Chi era più vicino a Hitler, il ministro della Propaganda Goebbels, come sostiene Kershaw, o Albert Speer, l’architetto del regime, che lei ha personalmente conosciuto e del quale ha appena scritto la biografia?
“Hitler non ebbe mai un legame emotivo con Goebbels. Di più, dalla fine degli anni Trenta e fino al 1941, anche a causa delle sue molte amanti e della sua intenzione di divorziare, non fu affatto vicino a Hitler. Dai diari, per esempio, si apprende che Goebbels seppe dell’Operazione Barbarossa, l’attacco all’URSS, solo nella primavera del ’41, quando cioè centinaia di ufficiali erano già a parte della cosa. Goebbels fu sicuramente importante all’inizio, nella presa del potere, e poi di nuovo nella fase finale della guerra. Ma non ebbe mai con Hitler il rapporto emotivo che fu di Speer”.
Kershaw dice di aver trovato la chiave per capire il meccanismo di funzionamento del regime hitleriano nella frase “lavorare anticipando il Führer”, pronuciata una volta da un ministro prussiano. In pratica, molte decisioni venivano prese prevedendo che cosa avrebbe detto Hitler e conoscendo la sua preferenza per le soluzioni più radicali ed estreme…

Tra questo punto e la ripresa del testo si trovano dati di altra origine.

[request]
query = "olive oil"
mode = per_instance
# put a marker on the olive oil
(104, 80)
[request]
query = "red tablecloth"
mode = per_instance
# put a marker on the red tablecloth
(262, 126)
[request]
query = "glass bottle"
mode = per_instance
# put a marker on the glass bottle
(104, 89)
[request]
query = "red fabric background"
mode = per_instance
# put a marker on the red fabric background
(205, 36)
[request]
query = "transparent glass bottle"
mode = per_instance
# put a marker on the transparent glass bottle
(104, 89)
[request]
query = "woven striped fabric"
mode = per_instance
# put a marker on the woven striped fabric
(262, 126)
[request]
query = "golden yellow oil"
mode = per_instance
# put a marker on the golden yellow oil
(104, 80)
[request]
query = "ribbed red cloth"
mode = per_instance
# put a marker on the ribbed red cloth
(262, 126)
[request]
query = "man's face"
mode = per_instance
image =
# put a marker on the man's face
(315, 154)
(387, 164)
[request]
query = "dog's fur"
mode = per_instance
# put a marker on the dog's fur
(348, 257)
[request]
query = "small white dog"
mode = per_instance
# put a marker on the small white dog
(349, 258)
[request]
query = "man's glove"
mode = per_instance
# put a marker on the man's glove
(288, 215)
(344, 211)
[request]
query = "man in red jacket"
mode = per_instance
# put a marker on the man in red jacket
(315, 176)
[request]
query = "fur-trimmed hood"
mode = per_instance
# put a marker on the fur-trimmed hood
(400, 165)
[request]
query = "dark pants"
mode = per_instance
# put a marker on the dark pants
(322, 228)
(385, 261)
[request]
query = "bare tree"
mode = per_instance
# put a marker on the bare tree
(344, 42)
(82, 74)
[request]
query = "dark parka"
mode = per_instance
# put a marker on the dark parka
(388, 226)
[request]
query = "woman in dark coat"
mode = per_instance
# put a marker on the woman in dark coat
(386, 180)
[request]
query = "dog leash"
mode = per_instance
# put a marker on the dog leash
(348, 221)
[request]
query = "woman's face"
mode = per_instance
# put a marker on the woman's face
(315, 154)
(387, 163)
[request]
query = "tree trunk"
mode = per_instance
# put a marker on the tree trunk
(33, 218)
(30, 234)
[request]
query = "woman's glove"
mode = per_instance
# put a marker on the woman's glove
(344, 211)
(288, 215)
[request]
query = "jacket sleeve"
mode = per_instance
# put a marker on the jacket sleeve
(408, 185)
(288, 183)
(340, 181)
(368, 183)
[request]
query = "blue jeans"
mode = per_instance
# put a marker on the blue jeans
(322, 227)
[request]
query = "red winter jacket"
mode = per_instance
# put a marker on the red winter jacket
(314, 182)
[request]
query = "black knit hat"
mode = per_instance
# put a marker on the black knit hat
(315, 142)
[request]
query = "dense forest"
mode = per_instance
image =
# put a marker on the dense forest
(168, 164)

“Due anni fa ebbi una lunga conversazione con Kershaw a proposito dei nostri rispettivi approcci. La sua tesi era che il mio libro sia scientificamente corretto ma troppo letterario, che il Terzo Reich sia in realtà molto più noioso di come io l’ho raccontato. Egli diceva invece di voler sempre rimanere ai documenti e alle fonti, senza concedere nulla alla letteratura. Mi sembra ora interessante constatare che la sua tesi, sintetizzata nella frase ‘lavorare anticipando il Führer’, è una tipica formulazione letteraria. La verità è che non esiste un lavoro di storia che non sia letterario. Kershaw sostiene che occorre lavorare solo sulle fonti affidabili, ma come disse una volta il grande storico tedesco del secolo scorso, Johannes Gustav Droysen, “il vero fatto non è nelle fonti” e se si vuole trovare la verità storica occorre usare le fonti, ma aggiungerci intuizione, fantasia, perspicacia. Ecco il lavoro dello storico. Ed ecco la contraddizione di Kershaw, il quale pretende di fare una cosa diversa ma anche lui fa letteratura“.